The Peggie judgment: an unholy mess
Just how can an employment tribunal produce something so muddled and wrongheaded?
It’s been a pretty eventful few days in Genderland. On December 3rd Maria Kelly’s employment-tribunal was published, and Sandie Peggie’s came less than a week later, on December 8th. Peggie’s case was front-page news for much of the year, so there has been more scrutiny of that judgment. But both were extraordinary attempts by lower courts to rewrite the For Women Scotland case – that is, to overrule the authority of the country’s apex court.
In this post I’ll focus on the Peggie judgment, and return to the Kelly one in the next.
Sandie Peggie with her solicitor, Margaret Gribbon (photo credit: Nicole Jones)

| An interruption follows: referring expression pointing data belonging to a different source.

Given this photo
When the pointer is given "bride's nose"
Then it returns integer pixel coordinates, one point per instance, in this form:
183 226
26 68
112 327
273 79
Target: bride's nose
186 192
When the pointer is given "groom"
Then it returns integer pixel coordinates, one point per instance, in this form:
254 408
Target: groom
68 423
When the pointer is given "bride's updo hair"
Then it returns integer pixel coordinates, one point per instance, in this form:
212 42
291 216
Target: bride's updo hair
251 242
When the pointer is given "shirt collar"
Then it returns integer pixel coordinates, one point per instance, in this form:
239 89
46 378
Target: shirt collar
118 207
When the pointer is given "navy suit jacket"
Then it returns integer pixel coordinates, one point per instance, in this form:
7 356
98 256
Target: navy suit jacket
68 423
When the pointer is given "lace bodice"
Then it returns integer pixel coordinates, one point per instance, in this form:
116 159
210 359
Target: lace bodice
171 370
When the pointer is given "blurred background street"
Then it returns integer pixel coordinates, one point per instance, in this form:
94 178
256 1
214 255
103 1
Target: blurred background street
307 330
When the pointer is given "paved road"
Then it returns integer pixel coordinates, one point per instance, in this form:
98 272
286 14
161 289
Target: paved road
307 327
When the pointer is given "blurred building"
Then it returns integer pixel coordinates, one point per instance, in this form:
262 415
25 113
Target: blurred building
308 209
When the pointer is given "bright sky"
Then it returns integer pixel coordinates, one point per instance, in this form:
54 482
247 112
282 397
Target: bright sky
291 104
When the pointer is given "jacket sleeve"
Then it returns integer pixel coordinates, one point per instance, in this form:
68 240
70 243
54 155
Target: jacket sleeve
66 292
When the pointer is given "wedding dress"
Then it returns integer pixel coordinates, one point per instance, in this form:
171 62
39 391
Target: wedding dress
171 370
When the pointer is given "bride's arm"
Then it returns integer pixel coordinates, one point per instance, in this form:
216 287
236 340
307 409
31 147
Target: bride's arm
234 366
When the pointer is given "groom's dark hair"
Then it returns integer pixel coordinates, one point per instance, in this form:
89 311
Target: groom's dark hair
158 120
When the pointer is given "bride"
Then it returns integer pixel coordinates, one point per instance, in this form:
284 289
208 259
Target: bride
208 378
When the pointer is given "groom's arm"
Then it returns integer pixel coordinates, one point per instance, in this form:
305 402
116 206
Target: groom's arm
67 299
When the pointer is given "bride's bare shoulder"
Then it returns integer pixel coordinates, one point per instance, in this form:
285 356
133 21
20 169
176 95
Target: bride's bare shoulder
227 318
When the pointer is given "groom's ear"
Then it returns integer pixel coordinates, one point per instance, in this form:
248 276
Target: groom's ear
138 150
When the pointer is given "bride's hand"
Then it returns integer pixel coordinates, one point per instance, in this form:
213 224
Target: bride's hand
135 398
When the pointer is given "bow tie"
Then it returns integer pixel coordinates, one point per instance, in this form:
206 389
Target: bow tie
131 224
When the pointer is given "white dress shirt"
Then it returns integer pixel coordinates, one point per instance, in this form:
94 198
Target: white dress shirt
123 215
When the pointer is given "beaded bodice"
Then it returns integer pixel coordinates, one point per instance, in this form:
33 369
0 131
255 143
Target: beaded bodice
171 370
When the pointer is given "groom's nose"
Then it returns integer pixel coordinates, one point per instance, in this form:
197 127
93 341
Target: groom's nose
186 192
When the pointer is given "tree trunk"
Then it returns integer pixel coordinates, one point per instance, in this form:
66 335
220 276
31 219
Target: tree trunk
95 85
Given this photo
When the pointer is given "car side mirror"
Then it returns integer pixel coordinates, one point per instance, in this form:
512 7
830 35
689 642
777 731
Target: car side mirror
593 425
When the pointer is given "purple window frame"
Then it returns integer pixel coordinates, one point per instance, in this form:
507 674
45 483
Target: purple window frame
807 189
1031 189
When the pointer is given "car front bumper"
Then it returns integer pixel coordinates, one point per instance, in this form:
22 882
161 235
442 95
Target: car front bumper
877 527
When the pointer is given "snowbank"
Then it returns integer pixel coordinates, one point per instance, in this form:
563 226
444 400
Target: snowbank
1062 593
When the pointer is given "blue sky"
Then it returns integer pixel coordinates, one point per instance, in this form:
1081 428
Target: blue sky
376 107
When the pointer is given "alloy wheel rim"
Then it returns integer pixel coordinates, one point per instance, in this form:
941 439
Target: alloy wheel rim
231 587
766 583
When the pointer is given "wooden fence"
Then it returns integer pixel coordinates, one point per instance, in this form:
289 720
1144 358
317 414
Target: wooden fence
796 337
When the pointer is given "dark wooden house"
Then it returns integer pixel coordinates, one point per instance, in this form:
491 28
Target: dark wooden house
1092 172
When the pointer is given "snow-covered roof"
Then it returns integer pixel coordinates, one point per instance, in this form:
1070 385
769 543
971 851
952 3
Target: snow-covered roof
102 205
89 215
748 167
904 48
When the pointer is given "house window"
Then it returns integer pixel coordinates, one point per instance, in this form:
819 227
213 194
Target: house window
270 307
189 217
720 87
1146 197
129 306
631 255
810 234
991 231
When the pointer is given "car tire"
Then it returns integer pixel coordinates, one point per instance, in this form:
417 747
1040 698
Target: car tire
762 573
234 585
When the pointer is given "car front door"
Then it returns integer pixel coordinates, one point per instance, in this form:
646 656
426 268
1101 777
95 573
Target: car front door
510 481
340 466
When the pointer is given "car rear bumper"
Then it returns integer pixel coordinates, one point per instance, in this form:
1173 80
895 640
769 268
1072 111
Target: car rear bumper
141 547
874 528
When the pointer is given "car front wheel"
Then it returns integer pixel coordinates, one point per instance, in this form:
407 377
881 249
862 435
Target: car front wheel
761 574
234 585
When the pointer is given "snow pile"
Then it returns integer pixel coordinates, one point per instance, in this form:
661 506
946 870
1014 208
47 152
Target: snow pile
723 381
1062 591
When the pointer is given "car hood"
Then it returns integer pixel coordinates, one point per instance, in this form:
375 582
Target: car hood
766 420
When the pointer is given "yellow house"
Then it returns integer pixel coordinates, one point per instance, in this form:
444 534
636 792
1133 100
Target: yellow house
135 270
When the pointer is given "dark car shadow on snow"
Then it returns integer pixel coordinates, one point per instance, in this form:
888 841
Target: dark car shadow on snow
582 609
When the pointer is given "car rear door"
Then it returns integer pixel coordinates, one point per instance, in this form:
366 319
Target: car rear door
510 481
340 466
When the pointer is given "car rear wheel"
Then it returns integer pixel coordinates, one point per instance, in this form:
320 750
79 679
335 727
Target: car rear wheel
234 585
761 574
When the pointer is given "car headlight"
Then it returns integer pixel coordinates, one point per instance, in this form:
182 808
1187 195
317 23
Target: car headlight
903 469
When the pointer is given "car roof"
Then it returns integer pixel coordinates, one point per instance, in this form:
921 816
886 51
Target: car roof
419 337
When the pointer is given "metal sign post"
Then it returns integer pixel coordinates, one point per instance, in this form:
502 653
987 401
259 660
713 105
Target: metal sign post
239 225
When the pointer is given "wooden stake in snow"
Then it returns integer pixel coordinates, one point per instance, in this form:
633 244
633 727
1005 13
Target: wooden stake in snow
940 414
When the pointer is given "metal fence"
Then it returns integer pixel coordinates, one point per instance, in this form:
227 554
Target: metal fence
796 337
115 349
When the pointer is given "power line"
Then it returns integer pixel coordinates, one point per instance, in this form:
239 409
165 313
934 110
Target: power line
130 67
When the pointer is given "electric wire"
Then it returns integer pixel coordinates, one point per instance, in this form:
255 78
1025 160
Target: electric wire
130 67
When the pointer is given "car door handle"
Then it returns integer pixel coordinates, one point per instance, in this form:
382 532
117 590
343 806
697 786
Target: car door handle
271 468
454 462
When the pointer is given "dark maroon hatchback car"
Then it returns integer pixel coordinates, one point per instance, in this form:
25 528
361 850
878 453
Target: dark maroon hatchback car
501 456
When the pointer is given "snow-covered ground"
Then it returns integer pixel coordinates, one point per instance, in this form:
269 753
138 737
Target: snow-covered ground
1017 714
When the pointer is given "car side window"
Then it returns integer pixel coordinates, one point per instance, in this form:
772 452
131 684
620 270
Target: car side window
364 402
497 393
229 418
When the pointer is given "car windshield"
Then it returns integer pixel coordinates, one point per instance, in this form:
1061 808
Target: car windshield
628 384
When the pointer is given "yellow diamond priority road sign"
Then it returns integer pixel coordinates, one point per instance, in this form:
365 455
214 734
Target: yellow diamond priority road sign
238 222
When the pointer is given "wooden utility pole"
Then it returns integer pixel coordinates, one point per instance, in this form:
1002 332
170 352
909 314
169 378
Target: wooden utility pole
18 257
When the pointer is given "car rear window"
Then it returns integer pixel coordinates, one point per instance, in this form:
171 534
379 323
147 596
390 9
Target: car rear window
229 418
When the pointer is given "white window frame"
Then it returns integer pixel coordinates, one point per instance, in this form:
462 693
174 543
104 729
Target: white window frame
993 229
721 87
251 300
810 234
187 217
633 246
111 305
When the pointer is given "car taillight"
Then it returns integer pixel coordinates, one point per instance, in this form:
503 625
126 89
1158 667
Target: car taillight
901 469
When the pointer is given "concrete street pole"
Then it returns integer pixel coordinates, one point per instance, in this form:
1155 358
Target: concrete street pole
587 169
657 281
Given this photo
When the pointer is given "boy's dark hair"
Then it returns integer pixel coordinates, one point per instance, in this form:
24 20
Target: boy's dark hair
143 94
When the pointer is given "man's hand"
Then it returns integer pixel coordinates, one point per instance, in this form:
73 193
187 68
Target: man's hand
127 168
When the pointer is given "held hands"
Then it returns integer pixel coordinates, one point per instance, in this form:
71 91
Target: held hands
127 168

Surely the most extraordinary thing about it was that it contained at least three direct quotes purporting to be from precedent-setting legal cases that were either misquoted or entirely made up. One purported to be from my colleague Maya Forstater’s appeal:
In Forstater v CDG Europe and others UKEAT/0105/20 the Employment Appeal Tribunal had emphasised that:
“It is important to bear in mind that the [Equality Act 2010] does not create a hierarchy of protected characteristics.”
Maya knows her ruling inside-out (she has an extraordinary memory for laws and judgments and can quote chunks verbatim), and as soon as she read this she was certain it didn’t feature. And sure enough, it’s pure invention. The tribunal has issued a correction – but one that raises more questions than it answers.